LIBIDO 「RYU-SA」

libido.jpg

 成田弥宇氏は、自らの立ち位置をしっかりと把握し、実直な姿勢でLIBIDOという一つのシステムを動かしていたのだと思う。生きていることのリアリティ、音楽表現ということへの可能性。成田氏の地を引きずるような陰鬱なサウンドは、表面的には暗黒が広がっているように見えるかもしれないが、奥底でしっかりとそれらを纏っているものが確実な「生」のリアリズムだったことが、リビドーの世界を支持する者がいまだに多いということの解答なのかもしれない。
 本作「RYU-SA」もまた、リビドーというバンドの美しさを知るには良い一枚である。
 例によって、何にも似ていない、独自の音楽がリビドーのサウンドとして息づいている。ファーストよりも演奏、音質ともにまとまりがあるため、作品としてクオリティの高いアルバムである。
 ロック、サイケ、ポジパン、プログレ、民族音楽などのエッセンスは多分に吸い込んではいるが、それらを外に出す際に成田弥宇という呪術師のフィルターがかけられている。そして、それは確固たるリビドーのオトなのであり、何かと比較することは明らかに無駄な行為でしかなりえなくなる。
 29歳の若さで亡くなった成田氏であるが、いまだにその魅力に触発されて「リビドーのような音」に憧れるバンドは多数存在している。それだけ、あの輝きは絶大だったのだ。

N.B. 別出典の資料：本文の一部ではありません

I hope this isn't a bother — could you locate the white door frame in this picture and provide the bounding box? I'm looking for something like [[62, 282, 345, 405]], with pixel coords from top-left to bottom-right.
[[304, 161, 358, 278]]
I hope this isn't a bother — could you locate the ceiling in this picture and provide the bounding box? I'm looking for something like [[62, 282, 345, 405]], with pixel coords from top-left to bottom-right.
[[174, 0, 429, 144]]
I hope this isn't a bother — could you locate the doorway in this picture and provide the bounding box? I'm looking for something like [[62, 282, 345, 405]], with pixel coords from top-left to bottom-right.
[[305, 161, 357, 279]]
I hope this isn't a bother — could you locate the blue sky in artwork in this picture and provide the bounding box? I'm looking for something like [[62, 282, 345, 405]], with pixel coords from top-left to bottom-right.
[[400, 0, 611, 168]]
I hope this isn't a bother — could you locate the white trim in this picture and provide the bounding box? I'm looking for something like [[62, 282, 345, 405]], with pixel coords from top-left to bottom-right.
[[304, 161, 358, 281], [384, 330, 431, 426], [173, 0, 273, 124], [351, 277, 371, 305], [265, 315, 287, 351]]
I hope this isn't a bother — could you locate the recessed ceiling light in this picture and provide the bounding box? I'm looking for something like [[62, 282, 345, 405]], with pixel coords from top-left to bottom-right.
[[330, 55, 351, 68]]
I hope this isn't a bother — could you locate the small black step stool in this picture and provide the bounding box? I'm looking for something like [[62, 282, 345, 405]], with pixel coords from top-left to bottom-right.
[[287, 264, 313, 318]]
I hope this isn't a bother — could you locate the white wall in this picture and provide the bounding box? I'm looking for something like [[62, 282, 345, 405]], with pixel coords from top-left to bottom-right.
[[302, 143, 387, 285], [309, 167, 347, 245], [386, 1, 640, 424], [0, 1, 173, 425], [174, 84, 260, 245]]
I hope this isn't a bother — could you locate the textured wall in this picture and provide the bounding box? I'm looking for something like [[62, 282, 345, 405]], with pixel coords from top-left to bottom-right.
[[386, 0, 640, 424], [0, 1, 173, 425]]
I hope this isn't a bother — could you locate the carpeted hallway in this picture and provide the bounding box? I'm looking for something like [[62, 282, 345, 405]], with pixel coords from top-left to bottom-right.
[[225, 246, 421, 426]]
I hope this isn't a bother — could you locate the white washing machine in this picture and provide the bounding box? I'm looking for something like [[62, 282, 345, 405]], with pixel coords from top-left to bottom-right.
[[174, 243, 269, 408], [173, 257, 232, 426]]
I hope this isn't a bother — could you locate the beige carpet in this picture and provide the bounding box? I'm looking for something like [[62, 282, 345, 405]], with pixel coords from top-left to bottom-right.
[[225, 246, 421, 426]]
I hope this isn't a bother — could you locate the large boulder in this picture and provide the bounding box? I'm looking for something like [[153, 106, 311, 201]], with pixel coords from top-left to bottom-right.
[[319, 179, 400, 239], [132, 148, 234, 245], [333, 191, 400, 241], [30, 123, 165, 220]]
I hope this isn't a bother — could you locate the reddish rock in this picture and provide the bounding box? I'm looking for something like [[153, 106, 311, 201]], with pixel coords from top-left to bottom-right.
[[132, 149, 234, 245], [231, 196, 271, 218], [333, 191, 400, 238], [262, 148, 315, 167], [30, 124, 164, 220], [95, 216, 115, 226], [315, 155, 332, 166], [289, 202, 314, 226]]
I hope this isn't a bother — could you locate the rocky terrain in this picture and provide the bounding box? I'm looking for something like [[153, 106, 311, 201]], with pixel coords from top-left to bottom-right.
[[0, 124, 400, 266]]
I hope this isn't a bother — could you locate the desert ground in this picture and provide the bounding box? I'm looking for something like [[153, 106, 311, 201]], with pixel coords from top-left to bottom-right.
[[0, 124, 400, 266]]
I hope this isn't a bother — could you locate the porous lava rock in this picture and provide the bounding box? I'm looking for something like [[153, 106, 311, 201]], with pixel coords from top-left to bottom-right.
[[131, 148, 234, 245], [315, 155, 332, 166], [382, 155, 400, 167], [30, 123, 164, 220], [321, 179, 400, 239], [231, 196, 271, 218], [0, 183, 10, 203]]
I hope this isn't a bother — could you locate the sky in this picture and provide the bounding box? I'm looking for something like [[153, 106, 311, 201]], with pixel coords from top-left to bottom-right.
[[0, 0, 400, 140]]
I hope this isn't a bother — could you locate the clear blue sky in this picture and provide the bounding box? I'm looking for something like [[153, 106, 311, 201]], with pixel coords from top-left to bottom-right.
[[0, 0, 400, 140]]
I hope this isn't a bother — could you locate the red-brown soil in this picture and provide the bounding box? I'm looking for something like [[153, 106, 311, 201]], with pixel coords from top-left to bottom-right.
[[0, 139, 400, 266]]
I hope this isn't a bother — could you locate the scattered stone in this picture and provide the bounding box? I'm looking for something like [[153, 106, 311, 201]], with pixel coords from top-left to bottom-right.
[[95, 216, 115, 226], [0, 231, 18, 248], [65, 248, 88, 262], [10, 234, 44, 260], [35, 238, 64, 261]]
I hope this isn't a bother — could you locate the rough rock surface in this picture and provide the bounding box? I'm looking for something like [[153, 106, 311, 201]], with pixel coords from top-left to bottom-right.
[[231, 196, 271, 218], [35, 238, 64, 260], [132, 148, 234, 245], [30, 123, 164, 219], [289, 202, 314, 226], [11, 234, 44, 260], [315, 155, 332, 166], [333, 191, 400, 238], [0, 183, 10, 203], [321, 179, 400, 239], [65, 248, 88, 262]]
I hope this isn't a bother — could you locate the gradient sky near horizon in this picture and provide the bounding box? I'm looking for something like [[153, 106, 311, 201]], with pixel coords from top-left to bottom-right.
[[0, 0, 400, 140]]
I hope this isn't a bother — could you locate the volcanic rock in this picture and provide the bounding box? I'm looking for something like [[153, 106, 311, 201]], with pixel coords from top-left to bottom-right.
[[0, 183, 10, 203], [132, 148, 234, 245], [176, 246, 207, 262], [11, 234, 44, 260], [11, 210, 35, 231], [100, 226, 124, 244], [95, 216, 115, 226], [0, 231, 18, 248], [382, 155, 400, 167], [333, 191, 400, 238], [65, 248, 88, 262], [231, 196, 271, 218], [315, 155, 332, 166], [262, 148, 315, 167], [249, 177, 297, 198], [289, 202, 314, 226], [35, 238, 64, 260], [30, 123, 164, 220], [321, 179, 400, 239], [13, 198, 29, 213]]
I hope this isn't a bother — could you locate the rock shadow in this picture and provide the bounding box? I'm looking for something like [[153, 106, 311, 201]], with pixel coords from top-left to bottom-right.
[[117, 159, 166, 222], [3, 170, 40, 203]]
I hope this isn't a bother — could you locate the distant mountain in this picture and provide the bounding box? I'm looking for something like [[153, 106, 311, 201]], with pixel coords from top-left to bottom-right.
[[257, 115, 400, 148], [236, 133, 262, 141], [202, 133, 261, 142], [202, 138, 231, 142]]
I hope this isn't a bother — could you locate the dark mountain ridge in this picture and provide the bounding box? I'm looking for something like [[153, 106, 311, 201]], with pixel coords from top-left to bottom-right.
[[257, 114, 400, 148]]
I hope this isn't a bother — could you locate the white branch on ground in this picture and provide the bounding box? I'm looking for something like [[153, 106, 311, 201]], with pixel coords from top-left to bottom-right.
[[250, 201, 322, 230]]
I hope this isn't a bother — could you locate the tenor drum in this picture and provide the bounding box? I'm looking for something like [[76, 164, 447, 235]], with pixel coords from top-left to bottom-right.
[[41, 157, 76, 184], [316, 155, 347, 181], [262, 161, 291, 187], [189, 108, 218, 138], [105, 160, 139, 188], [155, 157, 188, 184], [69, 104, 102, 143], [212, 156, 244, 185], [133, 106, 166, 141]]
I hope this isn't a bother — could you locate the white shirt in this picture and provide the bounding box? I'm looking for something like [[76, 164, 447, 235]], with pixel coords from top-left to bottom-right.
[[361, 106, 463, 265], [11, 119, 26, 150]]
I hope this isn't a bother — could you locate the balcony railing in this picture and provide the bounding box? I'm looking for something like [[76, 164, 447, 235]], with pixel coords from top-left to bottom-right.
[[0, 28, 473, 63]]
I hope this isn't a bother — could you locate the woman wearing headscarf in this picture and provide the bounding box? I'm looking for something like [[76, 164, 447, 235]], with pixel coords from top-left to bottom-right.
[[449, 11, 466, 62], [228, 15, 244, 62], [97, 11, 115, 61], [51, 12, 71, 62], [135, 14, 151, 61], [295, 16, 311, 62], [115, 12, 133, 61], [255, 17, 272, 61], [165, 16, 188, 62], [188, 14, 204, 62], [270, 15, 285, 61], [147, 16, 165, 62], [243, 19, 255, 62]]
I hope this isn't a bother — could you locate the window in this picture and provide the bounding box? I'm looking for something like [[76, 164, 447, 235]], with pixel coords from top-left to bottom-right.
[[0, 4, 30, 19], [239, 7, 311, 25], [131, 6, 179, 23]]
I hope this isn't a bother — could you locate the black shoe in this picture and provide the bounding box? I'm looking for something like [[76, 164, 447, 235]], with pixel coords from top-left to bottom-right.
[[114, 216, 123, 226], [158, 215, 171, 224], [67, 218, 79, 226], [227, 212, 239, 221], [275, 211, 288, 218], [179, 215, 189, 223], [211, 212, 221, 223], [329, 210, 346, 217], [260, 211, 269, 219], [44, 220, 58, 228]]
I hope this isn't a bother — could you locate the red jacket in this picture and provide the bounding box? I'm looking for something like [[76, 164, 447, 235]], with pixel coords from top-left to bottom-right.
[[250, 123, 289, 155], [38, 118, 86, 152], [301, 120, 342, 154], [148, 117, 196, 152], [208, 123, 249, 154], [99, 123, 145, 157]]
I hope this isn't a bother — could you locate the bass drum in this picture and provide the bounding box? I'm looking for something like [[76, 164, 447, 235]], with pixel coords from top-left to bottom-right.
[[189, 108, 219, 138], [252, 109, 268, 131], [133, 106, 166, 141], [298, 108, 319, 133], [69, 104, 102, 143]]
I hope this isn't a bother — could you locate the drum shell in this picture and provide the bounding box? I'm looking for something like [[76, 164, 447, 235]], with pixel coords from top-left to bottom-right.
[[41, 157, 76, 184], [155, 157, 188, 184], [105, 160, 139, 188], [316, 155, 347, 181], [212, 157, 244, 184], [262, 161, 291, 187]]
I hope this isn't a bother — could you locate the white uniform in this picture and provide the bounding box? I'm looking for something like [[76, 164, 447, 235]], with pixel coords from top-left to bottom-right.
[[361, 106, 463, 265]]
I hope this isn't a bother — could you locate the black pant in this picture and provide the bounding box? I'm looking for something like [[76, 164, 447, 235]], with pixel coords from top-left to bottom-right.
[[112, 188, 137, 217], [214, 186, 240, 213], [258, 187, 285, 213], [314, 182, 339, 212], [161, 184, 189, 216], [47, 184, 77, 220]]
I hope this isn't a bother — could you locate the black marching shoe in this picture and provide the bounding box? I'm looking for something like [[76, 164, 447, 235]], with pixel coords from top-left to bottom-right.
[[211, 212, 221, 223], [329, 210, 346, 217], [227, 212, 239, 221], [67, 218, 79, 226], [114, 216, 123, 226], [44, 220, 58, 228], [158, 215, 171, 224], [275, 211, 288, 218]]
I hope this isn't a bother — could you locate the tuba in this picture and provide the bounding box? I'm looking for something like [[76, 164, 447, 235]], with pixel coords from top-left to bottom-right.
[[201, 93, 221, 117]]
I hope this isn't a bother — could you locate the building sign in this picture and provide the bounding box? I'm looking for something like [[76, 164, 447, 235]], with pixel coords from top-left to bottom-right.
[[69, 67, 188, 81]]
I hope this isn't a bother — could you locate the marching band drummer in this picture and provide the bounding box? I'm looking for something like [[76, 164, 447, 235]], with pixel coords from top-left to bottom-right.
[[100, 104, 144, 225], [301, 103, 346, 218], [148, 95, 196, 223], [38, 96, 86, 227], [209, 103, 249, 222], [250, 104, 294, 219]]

投稿者:asidru 2006年09月14日 21:51

トラックバック

このエントリーのトラックバックURL:
http://blog.asiandrug.jp/mt-tb.cgi/781

コメント: LIBIDO 「RYU-SA」

その昔エッグプラントで見ました。
今でもあのグワングワンとした音と正体不明なステージ?
を思い出されます。
パンク系ばかり見に行ってましたので
ある種新鮮なものを感じました。
リビドーって辞書で調べてなんとなく納得したりしてw
ちなみにこの時の対バンはアウシュビッツだったような・・。

投稿者 SHINZI : 2006年09月15日 15:01

貴重ですね!!
リビドーとアウシュビッツ。。見たい組み合わせですね~。
アウシュビッツも最初はあんまり聴いてませんでしたが、あとからガツンとやられました。
あの渋い音は大好きです。

投稿者 森本 : 2006年09月15日 15:33

このレコード、昔のバイト先からお借りしてそのまんまです〜(笑)
LIBIDOは昔、新宿LOFTで観たのが最後かな...。
最前列にいたのにLIBIDOの音に持っていかれてしまって
不意にガコンっ!と寝てしまって...
汗がボタボタっ!ち落ちてビックリしておきました(笑)
それくらい深くもってかれる音でした。

投稿者 Y : 2006年10月10日 19:44

>Yさん
どもです!
成田さんのタバコがハイライトだったと知ってちょっとうれしくなったこのごろです♪

投稿者 森本 : 2006年10月10日 20:32

個人的には『L'ete』という作品に収録されたヴェルヴェッツの『毛皮のヴィーナス』のカヴァーが愛おしいですね。

投稿者 小川 : 2006年11月21日 12:42

毛皮のビーナスを聴きたいがためにあれを購入しました(笑)。

リビドーの曲はどれも妙に気持ちいいですね。。